Question: Why is it "convenient to write the constant $C$ as the logarithm of some other constant $A$"? What liberty do we have to write $\ln(A)$ instead of just $C$? I think I am unaware of what a logarithm of a constant is. I mean the significance of it.

  • 0
    ${\int} \dfrac{1}{y}dy = \log|x| + c$2011-12-27

2 Answers 2

6

It is convenient because it allows you to write both sides of an equation as a logarithm, and then use the fact that $\ln(a)=\ln(b)$ implies $a=b$.

You have liberty to do so because $\ln$ is a surjective function, meaning that every real number has the form $\ln(A)$ for some $A>0$.

However, it is also unnecessary to do so, so do not worry if this style of argument seems unnatural at present. From $\ln(1+y)=\ln(2+x)+C$, you can exponentiate to get $1+y=e^C(2+x)$, and then recognize that $e^C$ is also an arbitrary (but positive) constant, and you might as well call it $A$.

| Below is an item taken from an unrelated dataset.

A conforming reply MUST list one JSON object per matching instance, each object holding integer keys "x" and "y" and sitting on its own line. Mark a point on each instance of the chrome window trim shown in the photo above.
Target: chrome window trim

A side note: $\ln(1+y)=\ln(2+x)+C$ is not quite a valid deduction, unless you are assuming that $y>-1$ and $x>-2$.

  • 1
    Usually you will be solving the DE given some *initial condition* $y(a)=b$. Depending on whether or not a>-2, and on whether or not b >-1, you may need to make some sign changes in your solution, since for $w$ negative, there is no real number $r$ such that $r=\ln w$, but $\int \frac{dw}{w}$ makes sense for w<0.2011-12-27
3

As I said in my answer to your last question, what we need when solving a differential equation (a simple example of which is taking a definite integral) is a constant of integration that can take on any real value. For this reason, we cannot write $A^2$ as our constant of integration, because we can never get a negative value for $A^2$ by plugging in a real value for $A$. However, we can write $\ln(A)$ for our constant because for any real number $r$ we get our constant of integration equal to $r$ when we plug in $e^r$ for $A$.

As for why using $\ln(A)$ as the constant of integration is more convenient than using $C$, its just so that you can write $(1+y)=A(2+x)$ rather than $(1+y)=e^C(2+x)$, and whoever wrote your textbook decided the first was a nicer expression.